Here's the link from KMM's Blog.
KMM advised to read Chapter 4 of Darkfever before reading JZB's POV. If you don't have it on hand, I've attached the whole scene below. Have fun reading~
Someone knocking at my door awakened me.
I sat up, rubbing gritty, tired eyes that felt as if I'd just shut them seconds ago. It took me a few moments to remember where I was—in a twin bed in a chilly room in Dublin, with rain tapping lightly at the window.I'd been having a fantastic dream. Alina and I were playing volleyball up at one of the many man-made lakes built by Georgia Power, scattered throughout the state. There were three near Ashford and we went to one or the other just about every weekend in the summer for fun, sun, and guy-watching. The dream had been so vivid I could still taste Corona with lime, smell coconut suntan oil, and feel the silk of trucked-in sand beneath my feet.
I glanced at my watch. It was two o'clock in the morning. I was sleepy and grumpy and didn't try to disguise it. "Who is it?"
I couldn't have been slammed awake any harder if I'd been hit upside the head with my mom's cast-iron frying pan. What was he doing here? How had he found me? I shot up, my hand hovering over the phone, ready at any moment to call the front desk and ask for the police. "What do you want?"
"We have information to exchange. You want to know what it is. I want to know what you know about it."
I wasn't about to reveal how freaked out I was that he'd hunted me down. "Bright guy, aren't you? I figured that out back at the store. What took you so long?"
There was such a protracted silence that I began to wonder if he'd gone away. "I am unaccustomed to asking for what I want. Nor am I accustomed to bartering with a woman," he said finally.
"Well, get used to it with me, bud, because I don't take orders from anyone. And I don't give up anything for free." Bluster, bluster, bluster, Mac. But he didn't know that.
"Do you intend to open this door, Ms. Lane, or shall we converse where anyone might attend our business?"

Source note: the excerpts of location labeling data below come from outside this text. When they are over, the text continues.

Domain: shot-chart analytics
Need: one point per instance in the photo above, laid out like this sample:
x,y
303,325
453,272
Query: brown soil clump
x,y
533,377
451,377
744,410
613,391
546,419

"Do you really intend to exchange information?" I countered. "I do." "And you'll go first?" "I will."
My shoulders slumped. I moved my hand away from the phone. I straightened my shoulders again quickly. I knew the value of putting a smile on a sad face—it made you feel happy after a while. Courage was no different. I didn't trust Jericho Barrons farther than I could throw him, which was a great big Not At All, but he knew what this shi-sadu was, and although I hoped I could find the information somewhere else, what if I couldn't? What if I wasted weeks looking
with no success? Time was money and mine was finite. If he was willing to trade, I had to open that door. Unless... "We can trade through the door," I said.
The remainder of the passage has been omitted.